Recuerda a este periódico que la operación se realizó en el declive de la UCD de Adolfo Suárez, a pocos meses de las Elecciones que dieron el poder al PSOE de Felipe González. “Suárez hizo lo que tenía que hacer: se le explicó que debía escribir a los hijos de Picasso y lo hizo, recibió al abogado de Jacqueline Picasso y no sobreactuó”. El historiador del arte señala a tres personas decisivas en el movimiento, junto a la segunda mujer del pintor: el abogado Roland Dumas (abogado y albacea de Picasso), Javier Tusell y el abogado Cyrus Vance (exsecretario de Estado norteamericano y abogado del MoMA en el litigio).
Después de saber que Franco había encargado al vicepresidente del Gobierno Luis Carrero Blanco la recuperación de Guernica, Picasso acudió a Roland Dumas para redactar un documento que hizo llegar al museo, donde dejaba claro que el Guernica volvería a España “cuando se restablecieran las libertades públicas”. En la versión original, Picasso pedía la vuelta de la pintura cuando se restaurase la República. Le aconsejaron que lo dejara en las “libertades públicas” y firmó el documento en 1971. Siete años después, y con el artista fallecido en 1973, el Congreso de los EEUU aprueba la devolución del cuadro. Entre medias, una negociación imposible que acabó a favor del Estado español.
Aquel día en el Casón del Buen Retiro nació la gran ilusión de una cultura sin aristas y sin ideologías
“El cuadro significa el final de la Transición. Se le dio la interpretación del símbolo de la pacificación entre las dos Españas, un talismán contra la violencia que nació de la violencia y terminó convirtiéndose en un icono de la paz”, señala la historiadora italiana Giulia Quaggio, autora del ensayo Cultura en Transición. Hubo un cambio más radical: de un cuadro comunista pasó a interpretarse como uno democristiano, gracias al rescate ejecutado por la UCD de Suárez.

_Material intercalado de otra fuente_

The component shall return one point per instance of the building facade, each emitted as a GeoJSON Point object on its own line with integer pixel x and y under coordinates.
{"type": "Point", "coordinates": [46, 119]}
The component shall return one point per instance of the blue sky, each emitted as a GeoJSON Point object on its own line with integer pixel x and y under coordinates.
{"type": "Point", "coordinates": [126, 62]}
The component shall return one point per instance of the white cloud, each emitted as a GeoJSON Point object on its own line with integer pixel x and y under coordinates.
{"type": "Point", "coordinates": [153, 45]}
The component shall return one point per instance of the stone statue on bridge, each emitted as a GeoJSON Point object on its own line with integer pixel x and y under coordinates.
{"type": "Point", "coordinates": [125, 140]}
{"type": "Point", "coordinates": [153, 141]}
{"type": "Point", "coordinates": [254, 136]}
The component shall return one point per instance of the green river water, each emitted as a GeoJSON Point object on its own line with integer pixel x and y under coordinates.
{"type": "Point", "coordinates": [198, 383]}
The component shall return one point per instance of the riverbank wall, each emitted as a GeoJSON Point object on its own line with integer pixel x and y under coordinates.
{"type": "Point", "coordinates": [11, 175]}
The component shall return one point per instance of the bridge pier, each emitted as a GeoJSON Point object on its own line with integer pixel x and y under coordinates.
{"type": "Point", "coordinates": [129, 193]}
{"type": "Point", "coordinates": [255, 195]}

El arte hizo de España una fiesta de la democracia. Al menos por un rato, mientras duraron los flashes y las declaraciones, las buenas intenciones y los aplausos. El gesto artístico inventado por la UCD inspiró la política cultural del PSOE, que encontró en la cultura el rodillo de la cohesión vía subsidio. La reconciliación no podía ser política, pero sí artística. Aquel día en el Casón del Buen Retiro nació la gran ilusión de una cultura sin aristas y sin ideologías. Un espejismo que nos ha deformado.